I'm really happy with this picture but would love to hear any ways I could improve.  Comments welcome. Thanks in advance.

50mm
f 1.8
1/1000
ISO 200
Lighting from window only


----------



## JSD (Jan 30, 2010)

That is a very lovely photo, very intimate. Not that I am any great expert but I cant see any way to improve it other than to have done it in color- but thats just because I love color. Nice shot.


----------



## transformed (Jan 30, 2010)

lovely! The robe in the foreground you might have pulled back just a bit. It takes up about a 1/3 of the focal area and so detracts just a bit.


----------



## JSD (Jan 30, 2010)

transformed said:


> lovely! The robe in the foreground you might have pulled back just a bit.
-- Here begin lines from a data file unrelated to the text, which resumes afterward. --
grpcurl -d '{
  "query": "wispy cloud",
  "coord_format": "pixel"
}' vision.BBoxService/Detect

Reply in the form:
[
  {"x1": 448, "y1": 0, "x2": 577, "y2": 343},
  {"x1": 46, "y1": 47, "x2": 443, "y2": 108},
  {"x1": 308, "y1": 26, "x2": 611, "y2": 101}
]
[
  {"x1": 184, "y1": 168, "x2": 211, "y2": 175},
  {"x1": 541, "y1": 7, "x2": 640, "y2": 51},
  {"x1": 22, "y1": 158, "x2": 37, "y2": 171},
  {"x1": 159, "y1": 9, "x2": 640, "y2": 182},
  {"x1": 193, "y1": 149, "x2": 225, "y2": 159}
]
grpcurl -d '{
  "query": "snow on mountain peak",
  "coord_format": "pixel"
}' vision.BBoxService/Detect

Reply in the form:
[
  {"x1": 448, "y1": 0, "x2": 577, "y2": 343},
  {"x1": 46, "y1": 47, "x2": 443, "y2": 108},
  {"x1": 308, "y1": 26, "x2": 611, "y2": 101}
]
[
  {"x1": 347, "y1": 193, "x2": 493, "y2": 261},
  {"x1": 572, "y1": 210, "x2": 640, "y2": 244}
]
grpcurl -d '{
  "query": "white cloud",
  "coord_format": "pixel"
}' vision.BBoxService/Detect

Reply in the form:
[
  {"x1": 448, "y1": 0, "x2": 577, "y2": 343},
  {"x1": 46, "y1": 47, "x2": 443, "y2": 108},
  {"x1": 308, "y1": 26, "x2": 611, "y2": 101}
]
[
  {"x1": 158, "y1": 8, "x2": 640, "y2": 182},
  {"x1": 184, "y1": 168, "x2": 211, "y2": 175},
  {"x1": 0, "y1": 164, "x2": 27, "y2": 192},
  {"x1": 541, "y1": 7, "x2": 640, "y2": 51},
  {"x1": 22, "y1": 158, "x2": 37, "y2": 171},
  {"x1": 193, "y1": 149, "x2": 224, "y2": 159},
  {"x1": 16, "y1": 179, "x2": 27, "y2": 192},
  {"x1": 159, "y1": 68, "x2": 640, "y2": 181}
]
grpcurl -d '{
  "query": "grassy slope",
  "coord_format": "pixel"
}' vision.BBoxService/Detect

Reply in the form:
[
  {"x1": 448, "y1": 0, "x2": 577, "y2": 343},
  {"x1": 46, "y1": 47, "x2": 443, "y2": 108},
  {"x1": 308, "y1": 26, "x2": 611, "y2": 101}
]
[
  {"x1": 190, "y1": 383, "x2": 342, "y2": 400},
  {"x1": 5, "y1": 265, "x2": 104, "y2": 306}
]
It takes up about a 1/3 of the focal area and so detracts just a bit.


 
Good point but I also think the robe lends an element of privacy to what is a somewhat personal, revealing moment.


----------



## mom2eight (Jan 30, 2010)

She will cherish this shot.  Congrats on the new baby.  Tell your wife she is very luck to have such a cute little belly.  I could have never done a shot like this unless someone was REALLY good at cloning stretch marks! LOL


----------